With the dawn of aviation around the corner, one Brazilian aviator saw the need for a particular kind of tool - a pilot’s watch. This aviator, Alberto Santos-Dumont, went to his friend Louis Cartier in 1904 and asked him to design a watch for use during flight. This watch became what we know and love today as the Cartier Santos Dumont, the very first tool watch. Evolving through time as a wide-ranging collection, the Santos Dumont has become one of watchmaking’s most iconic designs, famed for creating the humble wristwatch as we know it
Still sold by Cartier to this day in an evolved form, the Santos Dumont is the very pinnacle of timeless design. The reference I have here is the ref. 1575, arguably one of the most desirable Cartier models of recent times. Featuring a polished round-edged bezel sitting atop a satin-brushed case with polished bevelling, the Santos Dumont’s case toys with the reflection of light in a playful manner. While the yellow gold Santos Dumont’s do show up from time to time, it is extremely rare to see one like this in platinum and with a guilloche dial.
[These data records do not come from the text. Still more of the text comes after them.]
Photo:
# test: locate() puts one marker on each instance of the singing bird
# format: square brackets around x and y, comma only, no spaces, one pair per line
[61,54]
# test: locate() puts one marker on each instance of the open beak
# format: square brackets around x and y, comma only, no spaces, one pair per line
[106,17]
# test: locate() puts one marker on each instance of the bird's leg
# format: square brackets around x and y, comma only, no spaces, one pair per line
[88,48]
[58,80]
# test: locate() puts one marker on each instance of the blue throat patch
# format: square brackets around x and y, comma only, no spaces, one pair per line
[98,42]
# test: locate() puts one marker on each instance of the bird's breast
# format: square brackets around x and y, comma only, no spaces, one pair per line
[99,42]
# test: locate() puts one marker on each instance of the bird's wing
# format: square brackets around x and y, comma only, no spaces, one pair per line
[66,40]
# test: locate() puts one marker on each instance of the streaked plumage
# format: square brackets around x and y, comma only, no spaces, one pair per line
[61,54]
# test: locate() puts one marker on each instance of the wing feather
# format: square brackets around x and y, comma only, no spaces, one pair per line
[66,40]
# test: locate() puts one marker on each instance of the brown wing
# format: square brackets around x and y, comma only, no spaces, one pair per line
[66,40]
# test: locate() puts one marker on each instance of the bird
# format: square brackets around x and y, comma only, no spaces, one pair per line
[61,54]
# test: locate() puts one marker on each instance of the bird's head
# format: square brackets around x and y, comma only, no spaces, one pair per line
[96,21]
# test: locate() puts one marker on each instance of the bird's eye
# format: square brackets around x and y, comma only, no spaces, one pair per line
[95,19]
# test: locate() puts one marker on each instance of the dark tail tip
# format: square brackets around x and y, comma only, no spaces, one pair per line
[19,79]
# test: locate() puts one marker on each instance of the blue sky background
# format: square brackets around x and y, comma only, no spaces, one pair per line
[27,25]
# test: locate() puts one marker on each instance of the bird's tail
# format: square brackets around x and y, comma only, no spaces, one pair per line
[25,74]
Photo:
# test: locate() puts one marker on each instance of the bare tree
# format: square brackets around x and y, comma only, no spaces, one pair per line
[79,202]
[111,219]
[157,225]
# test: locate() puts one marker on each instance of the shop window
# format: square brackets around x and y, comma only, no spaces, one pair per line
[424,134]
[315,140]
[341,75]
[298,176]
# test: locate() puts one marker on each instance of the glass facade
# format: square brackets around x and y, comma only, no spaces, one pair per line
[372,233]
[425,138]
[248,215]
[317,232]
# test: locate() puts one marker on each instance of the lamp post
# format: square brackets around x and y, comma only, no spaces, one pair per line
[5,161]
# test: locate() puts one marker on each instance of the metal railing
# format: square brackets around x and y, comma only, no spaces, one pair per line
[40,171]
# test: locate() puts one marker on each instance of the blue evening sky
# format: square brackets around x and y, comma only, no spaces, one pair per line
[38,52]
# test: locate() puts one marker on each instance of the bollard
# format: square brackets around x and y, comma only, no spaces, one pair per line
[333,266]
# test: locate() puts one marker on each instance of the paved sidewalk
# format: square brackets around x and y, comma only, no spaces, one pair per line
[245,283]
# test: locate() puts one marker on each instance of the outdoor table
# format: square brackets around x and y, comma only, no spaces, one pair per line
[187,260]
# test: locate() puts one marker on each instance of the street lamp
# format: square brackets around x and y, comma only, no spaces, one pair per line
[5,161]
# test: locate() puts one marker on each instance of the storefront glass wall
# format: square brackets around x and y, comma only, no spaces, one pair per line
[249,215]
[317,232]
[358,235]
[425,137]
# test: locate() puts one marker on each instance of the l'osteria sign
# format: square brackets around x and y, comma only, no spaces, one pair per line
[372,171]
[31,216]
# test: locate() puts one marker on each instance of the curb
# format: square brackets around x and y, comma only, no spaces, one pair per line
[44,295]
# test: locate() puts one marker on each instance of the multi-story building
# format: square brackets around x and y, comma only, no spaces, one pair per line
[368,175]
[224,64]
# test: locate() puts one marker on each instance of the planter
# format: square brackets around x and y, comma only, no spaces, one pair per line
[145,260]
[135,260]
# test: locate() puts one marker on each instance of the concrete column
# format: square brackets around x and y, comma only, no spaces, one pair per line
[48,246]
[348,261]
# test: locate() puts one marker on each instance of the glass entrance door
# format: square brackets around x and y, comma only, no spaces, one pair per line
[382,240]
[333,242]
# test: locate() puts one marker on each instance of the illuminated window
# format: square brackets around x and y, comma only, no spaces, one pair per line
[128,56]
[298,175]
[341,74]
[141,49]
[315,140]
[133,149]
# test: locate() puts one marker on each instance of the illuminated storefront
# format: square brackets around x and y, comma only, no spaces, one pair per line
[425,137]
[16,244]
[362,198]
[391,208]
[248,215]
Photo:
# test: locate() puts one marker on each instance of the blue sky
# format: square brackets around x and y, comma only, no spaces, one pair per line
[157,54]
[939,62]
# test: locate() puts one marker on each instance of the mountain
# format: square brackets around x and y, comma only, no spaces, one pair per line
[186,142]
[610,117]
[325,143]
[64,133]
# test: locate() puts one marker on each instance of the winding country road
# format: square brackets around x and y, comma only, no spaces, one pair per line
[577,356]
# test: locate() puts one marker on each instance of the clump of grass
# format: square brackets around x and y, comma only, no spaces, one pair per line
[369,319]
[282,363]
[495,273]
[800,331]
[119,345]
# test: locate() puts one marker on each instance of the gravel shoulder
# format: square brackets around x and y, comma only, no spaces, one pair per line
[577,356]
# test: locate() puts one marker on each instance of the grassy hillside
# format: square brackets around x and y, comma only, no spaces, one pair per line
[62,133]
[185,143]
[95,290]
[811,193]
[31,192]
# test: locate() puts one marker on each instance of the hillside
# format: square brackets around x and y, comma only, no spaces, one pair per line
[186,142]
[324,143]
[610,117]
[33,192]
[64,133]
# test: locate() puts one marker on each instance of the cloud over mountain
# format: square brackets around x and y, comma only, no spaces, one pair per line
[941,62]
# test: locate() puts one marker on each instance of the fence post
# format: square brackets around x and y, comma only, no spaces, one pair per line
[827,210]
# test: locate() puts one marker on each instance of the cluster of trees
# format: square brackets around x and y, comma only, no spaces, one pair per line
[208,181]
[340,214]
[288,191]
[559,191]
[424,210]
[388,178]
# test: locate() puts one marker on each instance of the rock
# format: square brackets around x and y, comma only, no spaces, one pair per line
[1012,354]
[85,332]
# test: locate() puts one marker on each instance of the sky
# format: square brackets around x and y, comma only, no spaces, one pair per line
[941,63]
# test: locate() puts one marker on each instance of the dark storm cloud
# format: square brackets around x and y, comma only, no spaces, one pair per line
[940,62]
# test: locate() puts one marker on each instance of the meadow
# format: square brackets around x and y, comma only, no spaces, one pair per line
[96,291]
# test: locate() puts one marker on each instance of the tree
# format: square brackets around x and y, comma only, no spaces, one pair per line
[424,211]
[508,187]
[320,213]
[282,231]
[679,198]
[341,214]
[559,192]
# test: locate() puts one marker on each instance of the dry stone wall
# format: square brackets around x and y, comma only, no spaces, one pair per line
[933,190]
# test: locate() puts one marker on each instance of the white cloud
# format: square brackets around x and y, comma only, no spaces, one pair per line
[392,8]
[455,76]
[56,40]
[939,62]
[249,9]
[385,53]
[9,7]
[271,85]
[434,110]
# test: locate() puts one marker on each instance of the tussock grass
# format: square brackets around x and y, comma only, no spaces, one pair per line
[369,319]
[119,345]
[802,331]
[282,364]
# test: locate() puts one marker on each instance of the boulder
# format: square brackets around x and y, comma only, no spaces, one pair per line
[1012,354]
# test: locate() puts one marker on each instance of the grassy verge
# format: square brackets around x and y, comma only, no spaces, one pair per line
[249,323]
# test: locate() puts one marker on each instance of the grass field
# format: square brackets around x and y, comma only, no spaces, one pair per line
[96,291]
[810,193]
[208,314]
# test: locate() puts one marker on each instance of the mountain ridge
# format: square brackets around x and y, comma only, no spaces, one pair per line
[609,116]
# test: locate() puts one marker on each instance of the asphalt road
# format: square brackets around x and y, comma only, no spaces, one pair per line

Moving on from the visuals, the ref. 1575 houses the manually wound 021 MC movement within its platinum case. Based on the Frédéric Piguet 21, the 021 MC was designed to be the thinnest watch movement available at the time, allowing the ref. 1575 to lay flat against its wearer's wrist. Oscillating at either 18,000 vph or 21,600 vph, depending on the particular period the movement was made, the 021 MC boasts an impressive 42-hour power reserve given its tiny 20.4mm x 1.75mm profile
With the recent resurgence of older Cartier pieces, the Santos Dumont sits front and center as one of the must-haves.